Treatment for cancer can also save heart patients

A routine procedure used to treat cancer patients has become a groundbreaking tool to save a heart patient’s life. Radiation is commonly used to shrink tumors, but in a procedure only done in a few centers around the world, doctors are finding out it can also be used to treat an irregular heartbeat.

Just months ago, Jose Garcia was critically ill. The 77-year-old’s irregular heartbeat kept him in and out of the hospital.

“He was too sick to undergo any type of invasive intervention,” said Dr.
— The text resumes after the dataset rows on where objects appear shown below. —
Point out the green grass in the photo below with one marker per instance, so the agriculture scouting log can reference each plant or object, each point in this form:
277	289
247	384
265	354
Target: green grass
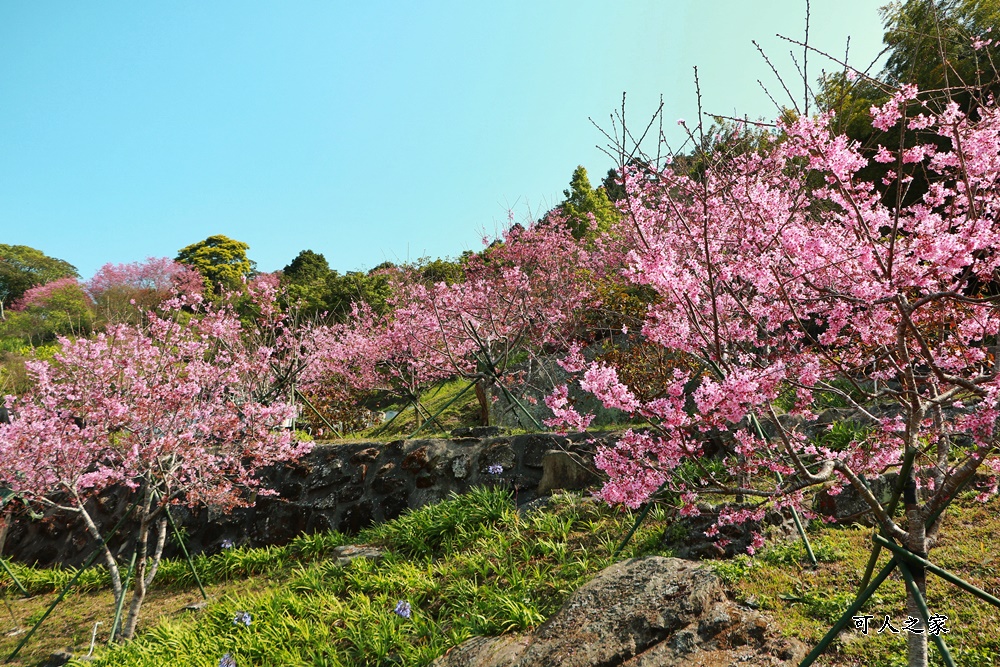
463	412
468	566
472	566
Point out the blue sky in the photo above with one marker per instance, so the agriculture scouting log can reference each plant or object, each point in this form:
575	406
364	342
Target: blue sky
367	131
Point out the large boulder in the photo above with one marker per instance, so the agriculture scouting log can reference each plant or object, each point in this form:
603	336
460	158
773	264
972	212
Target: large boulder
648	612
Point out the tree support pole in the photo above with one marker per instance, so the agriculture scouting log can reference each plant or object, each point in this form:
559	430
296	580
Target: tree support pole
795	514
922	606
438	413
913	559
17	582
180	541
72	582
851	611
121	601
318	413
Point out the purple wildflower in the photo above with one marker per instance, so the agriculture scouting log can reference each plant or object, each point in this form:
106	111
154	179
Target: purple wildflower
403	608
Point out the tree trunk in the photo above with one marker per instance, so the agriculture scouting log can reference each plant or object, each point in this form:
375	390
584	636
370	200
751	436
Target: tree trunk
484	407
146	567
916	643
109	558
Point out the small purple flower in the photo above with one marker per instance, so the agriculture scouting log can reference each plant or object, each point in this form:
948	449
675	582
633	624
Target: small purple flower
403	608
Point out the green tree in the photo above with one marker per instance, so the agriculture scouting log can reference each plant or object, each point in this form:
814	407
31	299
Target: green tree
23	267
221	261
305	278
587	211
372	288
57	308
931	43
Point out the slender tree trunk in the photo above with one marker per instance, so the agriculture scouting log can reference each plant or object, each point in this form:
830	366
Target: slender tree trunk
146	566
916	643
484	407
109	558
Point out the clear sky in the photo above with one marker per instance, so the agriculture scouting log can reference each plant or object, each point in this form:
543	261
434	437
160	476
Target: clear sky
367	131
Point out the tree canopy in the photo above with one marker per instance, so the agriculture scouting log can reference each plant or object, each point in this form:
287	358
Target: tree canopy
23	267
221	261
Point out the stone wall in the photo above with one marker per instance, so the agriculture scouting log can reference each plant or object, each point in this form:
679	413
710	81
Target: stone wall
343	487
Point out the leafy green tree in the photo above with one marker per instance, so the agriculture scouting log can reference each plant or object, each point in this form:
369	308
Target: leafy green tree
57	308
305	279
343	290
23	267
587	211
440	271
933	43
221	261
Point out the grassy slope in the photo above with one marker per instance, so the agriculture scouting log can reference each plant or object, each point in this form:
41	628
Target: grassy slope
472	566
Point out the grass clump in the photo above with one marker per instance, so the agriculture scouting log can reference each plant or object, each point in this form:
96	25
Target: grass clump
468	566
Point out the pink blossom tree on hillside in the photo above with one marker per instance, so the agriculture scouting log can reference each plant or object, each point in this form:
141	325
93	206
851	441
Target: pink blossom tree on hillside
125	292
781	271
170	410
521	296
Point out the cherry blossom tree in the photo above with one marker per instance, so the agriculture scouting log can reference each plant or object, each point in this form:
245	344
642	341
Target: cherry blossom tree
783	276
126	292
172	411
525	294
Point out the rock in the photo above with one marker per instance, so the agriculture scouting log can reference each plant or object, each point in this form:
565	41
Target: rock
478	432
343	556
416	460
460	466
687	538
649	612
60	658
848	506
564	470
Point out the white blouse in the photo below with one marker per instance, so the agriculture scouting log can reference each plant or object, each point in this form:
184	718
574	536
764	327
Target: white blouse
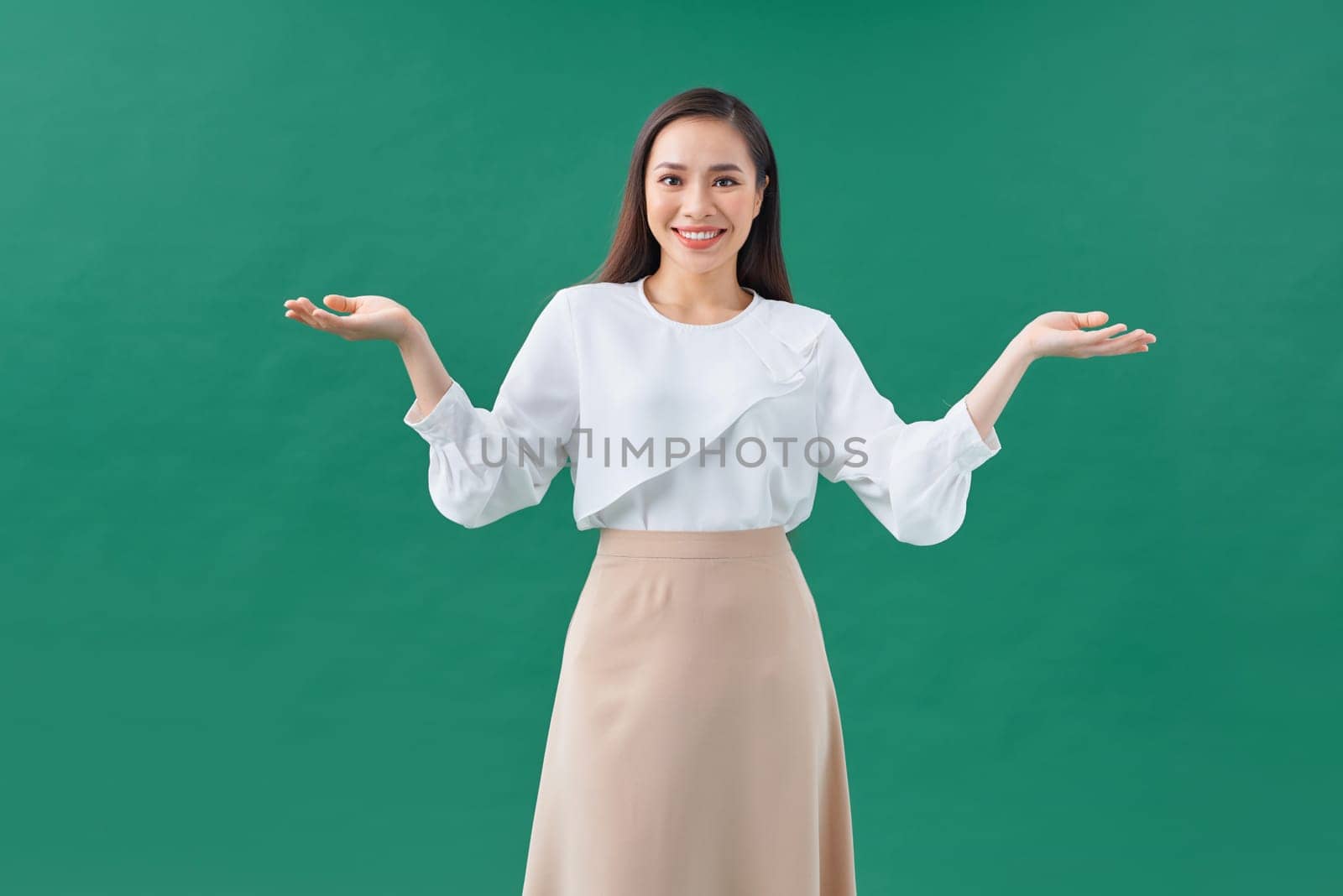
671	425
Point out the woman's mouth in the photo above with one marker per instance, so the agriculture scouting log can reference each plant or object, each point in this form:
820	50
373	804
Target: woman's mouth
700	239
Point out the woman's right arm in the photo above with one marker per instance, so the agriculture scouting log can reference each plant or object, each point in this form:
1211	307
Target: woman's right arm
483	464
426	369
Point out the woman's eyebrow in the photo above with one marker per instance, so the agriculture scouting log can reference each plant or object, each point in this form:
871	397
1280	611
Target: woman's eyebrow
720	167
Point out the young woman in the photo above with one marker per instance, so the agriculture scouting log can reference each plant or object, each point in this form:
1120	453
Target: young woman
695	745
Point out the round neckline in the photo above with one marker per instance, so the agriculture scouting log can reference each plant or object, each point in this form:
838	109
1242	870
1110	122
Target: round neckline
644	300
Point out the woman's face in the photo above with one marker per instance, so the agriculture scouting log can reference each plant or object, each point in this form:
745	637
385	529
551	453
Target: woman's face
700	179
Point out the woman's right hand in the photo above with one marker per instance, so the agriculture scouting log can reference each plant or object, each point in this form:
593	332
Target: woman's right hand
368	317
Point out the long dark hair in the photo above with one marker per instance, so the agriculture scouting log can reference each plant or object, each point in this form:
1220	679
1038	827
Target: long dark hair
635	253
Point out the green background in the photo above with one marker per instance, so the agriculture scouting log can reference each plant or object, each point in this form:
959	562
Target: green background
241	652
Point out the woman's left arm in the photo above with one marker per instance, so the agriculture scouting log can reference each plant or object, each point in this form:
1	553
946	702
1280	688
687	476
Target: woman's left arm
1052	334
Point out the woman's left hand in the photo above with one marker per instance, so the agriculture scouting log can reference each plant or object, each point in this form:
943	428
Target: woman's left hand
1061	334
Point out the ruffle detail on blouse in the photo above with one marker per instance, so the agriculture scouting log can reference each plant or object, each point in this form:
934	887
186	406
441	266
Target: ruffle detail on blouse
698	394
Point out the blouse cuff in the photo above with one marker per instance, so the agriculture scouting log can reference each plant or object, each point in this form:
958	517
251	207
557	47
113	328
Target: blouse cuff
450	420
967	445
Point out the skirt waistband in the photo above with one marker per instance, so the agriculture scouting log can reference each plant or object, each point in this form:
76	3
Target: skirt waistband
739	542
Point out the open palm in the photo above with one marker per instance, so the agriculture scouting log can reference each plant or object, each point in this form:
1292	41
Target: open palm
1061	334
367	317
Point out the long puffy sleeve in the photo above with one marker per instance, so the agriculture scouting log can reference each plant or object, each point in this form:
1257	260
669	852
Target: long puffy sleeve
485	464
913	477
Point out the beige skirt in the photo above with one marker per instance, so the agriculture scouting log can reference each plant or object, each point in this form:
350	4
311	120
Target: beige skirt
695	748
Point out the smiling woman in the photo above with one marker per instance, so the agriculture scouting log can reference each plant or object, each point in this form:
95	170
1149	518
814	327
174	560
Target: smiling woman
695	743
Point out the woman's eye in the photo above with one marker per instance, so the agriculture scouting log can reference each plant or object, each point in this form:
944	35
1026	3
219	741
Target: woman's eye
732	180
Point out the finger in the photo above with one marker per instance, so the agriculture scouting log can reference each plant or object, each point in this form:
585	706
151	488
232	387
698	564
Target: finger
1126	344
295	310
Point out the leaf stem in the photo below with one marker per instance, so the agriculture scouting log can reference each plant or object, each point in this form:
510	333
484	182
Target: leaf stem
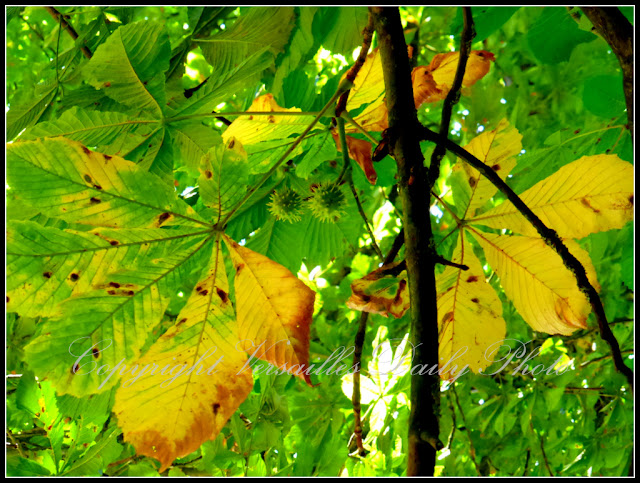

Mario Pascual, an electrophysiologist at Baptist Health’s Miami Cardiac & Vascular Institute.

So, doctors at Baptist Health in Miami decided to treat Garcia with a procedure that targets tumors in cancer patients. It’s called stereotactic radio ablation.

“Essentially, it is giving a very high dose of radiation therapy, in one treatment, very precisely, to the part of the heart which was causing his arrhythmia,” said Dr. Rupesh Rajesh Kotecha, a radiation oncologist at Baptist Health’s Miami Cancer Institute.

The procedure only took 20 minutes but planning and coordinating took weeks.

“An electrophysiologist is involved, a general cardiologist, a cardiac imaging specialist, an advanced heart failure specialist. And then, you have to collaborate with a radiation oncologist on top of that,” Pascual said.

Weeks after his treatment, Garcia can wheel his wife of 52 years in with him to follow-up visits. He is looking forward to the future with his three kids and four beautiful grandchildren.

“It’s a big difference between the past and a treatment that is a half-hour. Unbelievable, unbelievable,” Garcia said.

The Florida doctors consulted with experts at Washington University School of Medicine in Saint Louis, who have previous experience using this technique in heart patients. Doctors at Baptist Health say more research needs to be done, but they are pleased with Garcia’s results.